Глаза девушки повлажнели.
— И потому оторвал от родичей? От батюшки?
— Погоди! — встрепенулся Аристарх. — Твой батюшка татарин?
— Да.
— И он плохо говорит по-нашему. Так кто же учил тебя нашей речи?
— Матушка.
— Как — матушка?! — ещё сильнее удивился Аристарх. — Она же совсем ни бельмеса по-русски! Я ж её видел. Она с тобой на ушкуе была.
Вазиха грустно улыбнулась:
— Ты маму Гульнуру за мою матушку принял. Но она не матушка...
— Во! А кто же?!
— Батюшкина жена.
— Мачеха?
— Почему мачеха? Моя матушка — первая жена батюшки, — пояснила Вазиха. — Первая и самая любимая. И она — русская.
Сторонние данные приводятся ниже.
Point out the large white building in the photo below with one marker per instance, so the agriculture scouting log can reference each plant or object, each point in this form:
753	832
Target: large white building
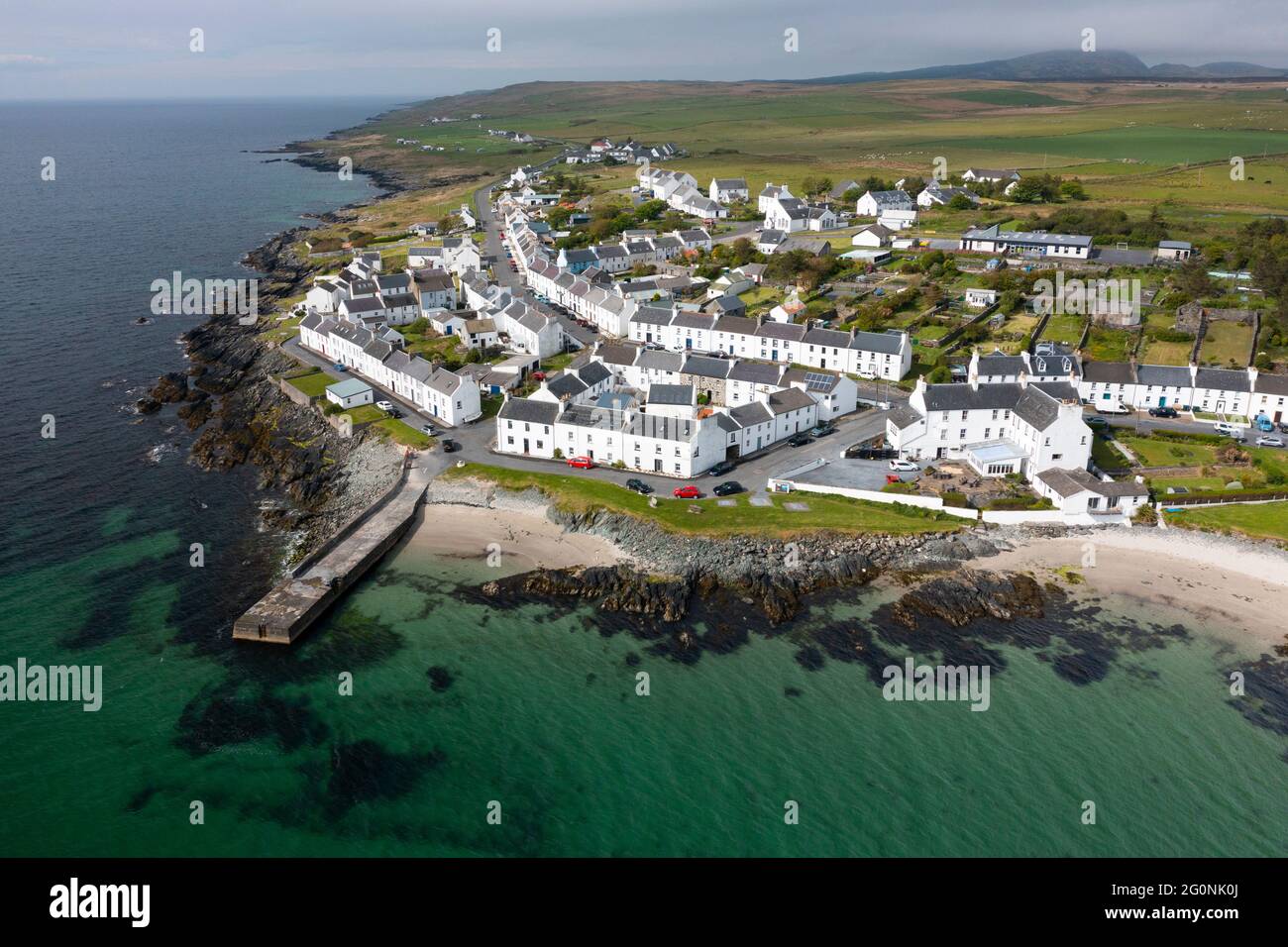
993	240
868	355
1005	428
1222	392
438	392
— Полонянка?.. — раскрыл рот Аристарх.
— Была полонянкой — стала женой, — пожала плечами Вазиха.
И вдруг:
— Юрьев-Повольский! — раздался грубый голос Прокопа Селяниновича. — Щас причалим!
— Вот хорошо-то! Я тогда за ключевой водой схожу, — обрадовался Аристарх.
Глава восьмая
Панкрат возвратился уже за полночь. Сторожа его сразу угадали и впустили, не мешкая.
— Будить или не будить хозяина? — спросил старый дозорный Аким.
— Пускай спит, — махнул рукой Панкрат. — Дело неспешное, до утра потерпит. А я тоже устал, отдохнуть хочу.
Измученный дорогой, Панкрат еле добрел до постели и сразу уснул. Но отдохнуть как следует ему не пришлось. Трофим, как всегда, поднялся до зари, оделся, зевнул в кулак и спросил постельничьего холопа:
— Панкрат не вертался?
— Ещё ночью, — кивнул холоп.
— И вы, собаки, молчите? — взревел Трофим. — Ко мне его! Живо!
Пока Трофим умывался, прибежал Панкрат. Хозяин недобро глянул на него, зло спросил:
— Дрыхнешь? Лень обуяла?
— Я не хотел, господин, тебя беспокоить, — втянул голову в плечи Панкрат.
— Нет, ты уж побеспокой. Говори, Коня убили?
— Почему Коня? — испугался Панкрат. — Ты ведь велел Прова с Сильвестром...
Трофим прищурился:
— Это когда ж я такое злодеянье тебя заставлял делать?
— Дык... Не заставлял... — застрясся всем телом Панкрат. — Это... ушкуйники Прова с Сильвестром побили.
— Вот то ладно, — кивнул Трофим. — А по чьему приказу?